President Donald Trump's trade battles could escalate into a global disaster, UK Treasury chief Philip Hammond has warned.

"I very much hope that we can avoid a full-scale trade war, that would be a disaster for everyone involved, not least for the United States," Hammond told Indian news channel CNBC-TV18 in Mumbai on Tuesday.

"We live in uncertain times, because the old certainty for many decades has been that the United States was completely wedded to open markets and free trade," Hammond said. "Now, the United States is questioning the value, the fairness, of some of our arrangements."

Trump has clashed with several major US trading partners in recent months, including the European Union, Mexico, Canada, India and Turkey. All of them have announced retaliatory tariffs on billions of dollars of US goods, mainly in response to Trump's tariffs on steel and aluminum imports imposed earlier this year.

Related: How Europe could fight back if Trump taxes car imports

China and the United States, meanwhile, are at the start of a trade war. Trump is set to announce a crackdown on Chinese investment in US technology this week, just days before tariffs are due to come into effect on exports worth tens of billions of dollars on both sides.

mnuchin philip hammond
Philip Hammond's warning comes after US Treasury Secretary Steven Mnuchin said investment restrictions would apply to "all countries that are trying to steal our technology."

Trump has also threatened to escalate a transatlantic battle, warning he could slap tariffs on European car exports. The European Union is likely to respond.

European trade commissioner Cecilia Malmström said Tuesday the bloc's response to US metals tariffs, which included new tariffs on Harley-Davidson motorcycles, was designed to produce results.

"The consequences are that the American companies and the American business and American consumers ... will put pressure on the American administration to say 'Hey, hold on a minute.
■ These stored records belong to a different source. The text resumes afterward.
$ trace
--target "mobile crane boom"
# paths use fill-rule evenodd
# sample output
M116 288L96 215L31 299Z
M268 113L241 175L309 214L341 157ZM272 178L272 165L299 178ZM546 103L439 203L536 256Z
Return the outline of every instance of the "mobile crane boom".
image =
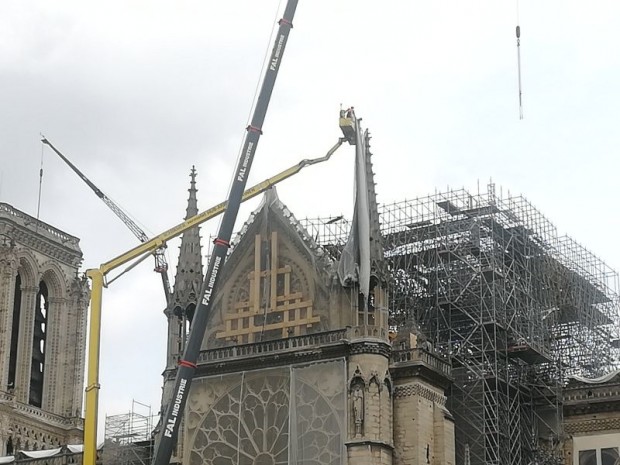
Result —
M279 21L278 33L275 43L271 51L271 56L267 62L267 70L263 77L256 107L250 125L247 127L245 140L241 156L237 162L234 172L234 178L230 192L228 194L228 206L224 212L224 217L220 224L217 238L214 241L215 247L213 254L209 260L209 267L205 274L204 282L200 289L200 300L196 305L192 326L190 328L187 346L183 359L179 362L176 374L175 386L173 392L173 401L168 405L166 414L163 417L162 429L159 438L159 445L155 451L153 465L168 465L172 450L174 448L183 411L187 402L190 386L196 371L196 361L202 345L203 336L207 327L207 321L211 312L212 296L217 289L220 277L220 270L223 268L226 260L226 254L230 247L230 238L232 236L239 206L241 204L243 191L247 183L248 175L256 146L262 133L262 126L265 121L267 108L271 99L271 93L278 75L278 70L282 63L282 56L286 47L289 32L293 26L293 16L297 8L298 0L288 0L284 15Z
M272 186L299 173L306 166L323 163L331 158L338 148L347 139L340 138L323 157L305 159L281 171L280 173L265 179L258 184L246 189L242 201L246 201L265 192ZM159 247L164 246L169 240L180 236L185 231L201 225L205 221L215 218L226 210L226 202L217 205L192 216L183 223L177 224L163 233L153 237L147 242L140 244L112 260L102 263L97 269L87 270L86 274L92 280L91 314L89 323L88 342L88 373L86 387L86 407L84 415L84 465L95 465L97 452L97 405L99 399L99 333L101 330L101 297L106 275L132 260L143 259ZM116 279L116 278L115 278Z
M125 223L125 226L129 228L129 230L136 236L140 242L147 242L149 237L146 233L136 224L134 220L132 220L118 205L116 205L107 195L105 195L101 189L99 189L95 184L86 177L84 173L82 173L77 166L75 166L71 161L65 157L60 150L52 145L52 143L47 140L46 137L41 139L41 142L45 145L48 145L55 153L58 155L62 161L64 161L69 168L71 168L75 174L77 174L82 181L86 183L88 187L92 189L92 191L99 197L103 203L105 203L110 210L114 212L116 216L120 218L120 220ZM164 247L159 247L153 252L153 256L155 257L155 271L161 275L161 281L164 286L164 293L166 295L166 303L170 302L170 279L168 278L168 262L166 261L166 256L164 253Z

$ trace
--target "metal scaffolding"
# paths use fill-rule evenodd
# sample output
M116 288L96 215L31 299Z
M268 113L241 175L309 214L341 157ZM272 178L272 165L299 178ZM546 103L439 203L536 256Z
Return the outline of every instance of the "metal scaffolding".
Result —
M452 363L457 463L560 463L567 377L618 364L617 274L494 185L380 213L391 324L415 326ZM338 223L306 226L328 251L342 243Z
M128 413L106 415L103 465L150 465L152 432L150 405L133 400Z

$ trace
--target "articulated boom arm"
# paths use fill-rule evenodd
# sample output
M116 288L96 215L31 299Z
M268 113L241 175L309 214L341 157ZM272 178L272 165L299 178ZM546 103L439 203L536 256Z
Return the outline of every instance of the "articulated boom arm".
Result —
M205 273L200 294L198 294L200 300L196 305L185 353L183 354L182 360L179 361L175 386L172 391L173 402L168 405L166 413L163 416L159 445L155 451L153 465L168 465L170 463L170 457L172 456L172 450L176 443L190 386L194 378L194 372L196 371L196 361L200 353L202 339L207 327L209 314L211 313L212 296L216 292L221 275L220 271L224 267L228 248L230 247L230 238L235 226L235 221L237 220L239 206L241 205L243 191L245 190L250 168L252 167L256 147L262 134L262 126L265 121L265 115L269 107L269 101L271 100L271 93L278 75L278 70L282 63L282 56L284 55L288 35L293 26L292 21L296 8L297 0L288 0L286 9L284 10L284 16L279 21L280 27L276 34L271 57L267 62L267 70L263 77L263 84L258 94L258 99L256 100L254 114L252 115L250 126L247 128L241 156L239 157L237 168L234 172L232 186L228 194L228 206L224 212L217 239L214 241L215 247L213 248L213 254L209 260L209 266Z
M71 168L75 174L77 174L82 181L88 185L92 189L92 191L99 197L103 203L105 203L110 210L114 212L116 216L120 218L120 220L125 223L125 226L129 228L129 230L136 236L140 242L146 242L149 240L149 237L146 233L136 224L134 220L132 220L118 205L116 205L107 195L103 193L101 189L99 189L93 182L86 177L84 173L82 173L77 166L75 166L67 157L65 157L56 147L52 145L52 143L47 140L45 137L41 139L45 145L48 145L55 153L58 155L62 161L64 161L69 168ZM166 262L166 256L164 254L164 248L159 247L153 251L153 256L155 257L155 271L161 274L162 284L164 286L164 293L166 294L166 303L170 301L170 280L168 279L168 263Z

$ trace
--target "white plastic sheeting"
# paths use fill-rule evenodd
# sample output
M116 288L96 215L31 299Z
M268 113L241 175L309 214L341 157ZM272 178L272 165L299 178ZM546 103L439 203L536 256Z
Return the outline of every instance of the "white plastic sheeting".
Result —
M355 118L355 211L349 239L338 264L338 276L343 286L358 282L364 305L370 292L370 199L366 173L366 144Z

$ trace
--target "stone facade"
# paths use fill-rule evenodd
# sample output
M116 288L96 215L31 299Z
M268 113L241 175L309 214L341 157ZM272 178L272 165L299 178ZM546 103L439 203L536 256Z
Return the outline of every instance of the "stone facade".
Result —
M449 365L389 331L370 136L355 124L359 201L342 249L319 246L273 188L234 240L171 463L454 464ZM202 278L198 239L182 238L166 311L164 406Z
M620 371L564 390L565 465L620 463Z
M82 441L79 240L0 204L0 456Z

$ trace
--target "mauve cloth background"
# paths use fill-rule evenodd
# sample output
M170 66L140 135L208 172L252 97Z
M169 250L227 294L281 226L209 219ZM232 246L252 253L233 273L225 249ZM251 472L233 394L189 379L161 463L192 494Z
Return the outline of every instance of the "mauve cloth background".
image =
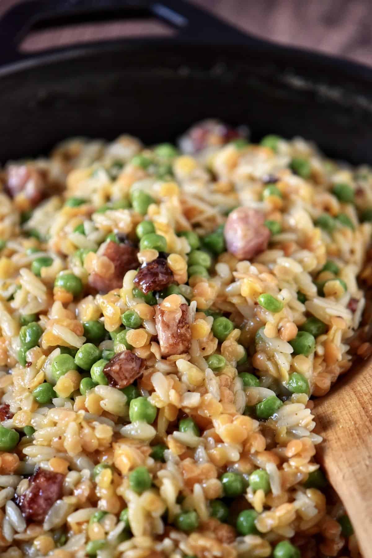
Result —
M192 0L263 38L372 65L371 0ZM53 0L50 0L52 4ZM0 16L17 0L0 0ZM84 23L31 32L25 50L146 33L169 33L154 21Z

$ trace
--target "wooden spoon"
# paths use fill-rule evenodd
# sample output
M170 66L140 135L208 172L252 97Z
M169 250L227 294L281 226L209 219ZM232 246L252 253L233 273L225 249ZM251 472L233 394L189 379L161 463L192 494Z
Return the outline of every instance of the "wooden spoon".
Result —
M346 509L364 558L372 558L372 359L315 401L318 458Z

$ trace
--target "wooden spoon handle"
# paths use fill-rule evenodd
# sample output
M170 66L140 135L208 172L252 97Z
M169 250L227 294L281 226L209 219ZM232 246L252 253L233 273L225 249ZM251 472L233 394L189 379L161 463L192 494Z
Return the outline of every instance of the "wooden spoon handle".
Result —
M351 369L328 395L316 400L315 412L324 436L319 459L345 506L364 558L372 558L370 360Z

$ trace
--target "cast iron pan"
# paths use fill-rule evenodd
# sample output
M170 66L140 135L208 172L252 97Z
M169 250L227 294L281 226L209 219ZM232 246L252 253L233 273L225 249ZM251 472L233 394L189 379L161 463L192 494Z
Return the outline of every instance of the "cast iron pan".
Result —
M112 12L155 17L175 37L73 46L30 56L36 24ZM372 71L249 37L178 0L24 2L0 21L0 161L45 153L71 136L174 138L203 118L253 137L301 134L330 155L372 163Z

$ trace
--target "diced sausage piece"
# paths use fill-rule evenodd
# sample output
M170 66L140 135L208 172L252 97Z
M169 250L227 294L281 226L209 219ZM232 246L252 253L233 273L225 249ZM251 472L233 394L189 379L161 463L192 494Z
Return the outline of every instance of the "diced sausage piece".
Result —
M270 231L264 224L262 211L249 208L237 208L228 217L225 240L229 252L238 259L250 259L267 248Z
M105 277L93 272L88 278L90 286L102 293L108 292L113 288L120 288L127 272L138 267L137 253L137 248L129 242L117 244L110 240L101 256L105 256L113 262L115 267L114 274Z
M10 411L10 407L7 403L3 403L0 405L0 422L13 418L13 413Z
M62 498L65 475L38 469L28 479L28 488L18 499L26 519L42 523L55 502Z
M23 192L35 206L44 197L45 181L41 173L27 165L9 165L7 187L12 198Z
M166 259L157 258L138 270L133 283L147 294L150 291L161 291L173 283L174 277Z
M189 306L181 304L178 310L163 310L155 307L155 325L163 357L187 353L191 346L191 330L189 323Z
M103 373L109 384L122 389L130 386L142 373L144 360L130 350L118 353L107 363Z
M219 120L209 118L192 126L180 138L178 145L184 153L195 153L205 147L223 145L243 137L244 131L228 126Z

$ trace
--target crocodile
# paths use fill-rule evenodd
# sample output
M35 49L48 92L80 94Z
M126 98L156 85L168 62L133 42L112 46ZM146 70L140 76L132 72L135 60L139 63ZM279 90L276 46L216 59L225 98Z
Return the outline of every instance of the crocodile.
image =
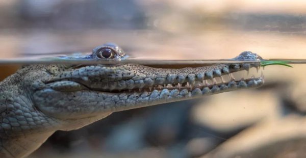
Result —
M98 46L84 57L96 61L125 58L114 44ZM244 51L233 59L262 58ZM237 80L233 74L259 64L175 68L131 63L23 66L0 83L0 157L27 156L55 131L78 129L113 112L258 87L264 84L262 75Z

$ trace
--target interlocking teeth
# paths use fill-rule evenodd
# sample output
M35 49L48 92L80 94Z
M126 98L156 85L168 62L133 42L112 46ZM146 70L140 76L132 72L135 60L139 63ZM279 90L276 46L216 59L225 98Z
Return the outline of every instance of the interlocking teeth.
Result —
M221 76L221 70L219 69L214 71L214 73L217 76Z

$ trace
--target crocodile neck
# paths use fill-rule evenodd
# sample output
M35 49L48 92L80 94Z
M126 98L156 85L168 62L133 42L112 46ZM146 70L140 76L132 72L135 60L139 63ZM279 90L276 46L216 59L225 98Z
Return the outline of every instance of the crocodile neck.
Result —
M245 52L235 59L259 58ZM180 69L133 64L23 66L0 83L0 157L27 156L54 131L78 129L114 112L259 87L264 82L260 77L216 81L258 66L220 64Z

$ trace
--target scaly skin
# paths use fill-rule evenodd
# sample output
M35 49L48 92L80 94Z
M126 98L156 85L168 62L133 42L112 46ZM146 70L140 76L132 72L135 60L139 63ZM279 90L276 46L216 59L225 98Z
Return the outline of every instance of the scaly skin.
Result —
M105 49L112 56L100 59ZM125 56L109 45L94 49L85 58L120 60ZM261 58L245 51L235 59ZM55 131L78 129L114 112L260 86L261 77L210 85L198 82L258 64L182 69L133 64L23 66L0 83L0 157L26 156Z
This is not good for the American economy,' " she said.

On Monday, Harley-Davidson (HOG) said it would relocate some US manufacturing to avoid the EU tariffs.

Related: Why markets don't like US investment restrictions on China

Hammond, who is in India for the annual meeting of the Asian Infrastructure Investment Bank (AIIB), said the United Kingdom would continue to champion global trade.

"Whatever happens, the UK will remain an outspoken proponent of open markets and free trade, low tariff barriers and low non-tariff barriers," he said in the interview.

Stock markets around the world took fright on Monday at the prospect of a trade war, and its economic consequences. China's Shanghai Composite index entered bear market territory on Tuesday, closing down more than 20% from a recent high in January.